問16
新生児血液疾患の説明として正しいのはどれか。
- 1新生児ビタミンD欠乏は凝固異常による出血症状と関連する。
- 2遺伝性球状赤血球症に罹患した児の赤血球は小球状で変形しやすい。
- 3頭血腫では出血の進展による播種性血管内凝固〈DIC〉の発症リスクが高い。
- 4母体が血液型O型、児が血液型A型の場合、児の溶血をきたすリスクがある。✓ 正解
正解
4
解説
新生児の血液疾患に関する知識を問う問題である。正答は4の母体O型・児A型の場合に児の溶血をきたすリスクがある。母児間血液型不適合のうちABO不適合は、母体がO型で児がA型(またはB型)の場合に、母体由来の抗A(抗B)抗体(IgG)が胎盤を通過して児の赤血球を溶血させ、新生児黄疸(高ビリルビン血症)の原因となる。他の選択肢はビタミンの種類、赤血球形態、頭血腫とDICの関連に誤りがある。
選択肢の解説
1新生児の凝固異常による出血(新生児メレナ等)はビタミンK欠乏によるものである。ビタミンDは骨代謝に関わり凝固異常・出血とは関連しないため誤り。
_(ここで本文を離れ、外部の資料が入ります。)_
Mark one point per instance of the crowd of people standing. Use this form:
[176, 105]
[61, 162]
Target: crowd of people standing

2遺伝性球状赤血球症の赤血球は球状で、変形能が低下し(変形しにくく)脾臓で破壊されやすい。「変形しやすい」という記述が誤り。
3頭血腫は骨膜下の限局した出血で骨縫合を越えず自然吸収されることが多く、DICを高率に引き起こすものではない。誤り。
4正しい。母体O型・児A型ではABO血液型不適合により母体の抗A抗体(IgG)が児赤血球を溶血させ、新生児高ビリルビン血症(溶血)をきたすリスクがある。